Hands-On Python Deep Learning for the Web
上QQ阅读APP看书,第一时间看更新

Model evaluation

We have trained an ML model but how well will the model perform on the data it has never seen before? We answer this question using model evaluation

Different machine learning algorithms call for different evaluation metrics. 

For supervised learning methods, we usually use the following:

  • The confusion matrix, which is a matrix consisting of four values: True Positive, False Positive, True Negative, and False Negative
  • Accuracy, precision, recall, and F1-score (these are all byproducts of the confusion matrix)
  • The Receiver Operator Characteristic (ROC) curve and the Area Under Curve (AUC) metric
  • R-square (coefficient of determination), Root Mean Square Error (RMSE), F-statistic, Akaike Information Criterion (AIC), and p-values specifically for regression models

Throughout this book, we will be incorporating these metrics to evaluate our models. Although these are the most common evaluation metrics, be it for ML or DL, there are more specific evaluation metrics that correspond to different domains. We will get to that as well as we go along. 

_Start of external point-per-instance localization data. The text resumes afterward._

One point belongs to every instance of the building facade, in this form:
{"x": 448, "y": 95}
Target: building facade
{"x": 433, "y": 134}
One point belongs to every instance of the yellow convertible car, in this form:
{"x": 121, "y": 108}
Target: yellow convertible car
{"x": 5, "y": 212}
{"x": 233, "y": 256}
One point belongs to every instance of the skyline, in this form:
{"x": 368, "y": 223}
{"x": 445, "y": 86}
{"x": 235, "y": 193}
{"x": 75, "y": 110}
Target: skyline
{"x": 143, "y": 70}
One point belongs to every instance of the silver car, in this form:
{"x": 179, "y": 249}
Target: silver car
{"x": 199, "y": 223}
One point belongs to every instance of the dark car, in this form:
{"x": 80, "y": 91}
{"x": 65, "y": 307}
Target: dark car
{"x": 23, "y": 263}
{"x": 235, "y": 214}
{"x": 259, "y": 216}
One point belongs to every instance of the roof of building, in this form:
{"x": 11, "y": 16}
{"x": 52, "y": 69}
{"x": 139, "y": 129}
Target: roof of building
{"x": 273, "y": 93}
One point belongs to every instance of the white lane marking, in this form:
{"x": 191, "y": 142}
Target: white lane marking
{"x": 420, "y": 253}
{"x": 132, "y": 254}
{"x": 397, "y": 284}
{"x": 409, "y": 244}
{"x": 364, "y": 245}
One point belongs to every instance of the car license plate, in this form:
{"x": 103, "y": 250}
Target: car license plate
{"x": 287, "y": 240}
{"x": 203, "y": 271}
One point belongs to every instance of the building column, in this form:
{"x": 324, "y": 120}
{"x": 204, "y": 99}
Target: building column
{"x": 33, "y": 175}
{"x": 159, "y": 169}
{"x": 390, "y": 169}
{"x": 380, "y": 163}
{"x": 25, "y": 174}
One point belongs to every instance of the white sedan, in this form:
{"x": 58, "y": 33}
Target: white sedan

It worth mentioning here that we often tend to fall into the trap of the  accuracy paradox  in the case of  classification  problems where the data is  imbalanced. I n these cases, classification accuracy only tells one part of the story, that is, it gives  the percentage of correct predictions made out of the total number of predictions made. This system fails miserably in the case of imbalanced datasets because accuracy does not capture how well a model is performing at predicting the negative instances of the dataset (which is originally the problem—predicting  the uncommon class(es)).

Following are the most commonly used metrics for evaluating unsupervised methods such as clustering:

  • Silhouette coefficients
  • Sum of squared errors
  • Homogeneity, completeness, and the V-measure
  • The Calinski-Harabasz index
The evaluation metrics/error metrics remain the same for a train set, a test set, or a validation set. We cannot just jump to a conclusion just by looking at the performance of a model on the train set.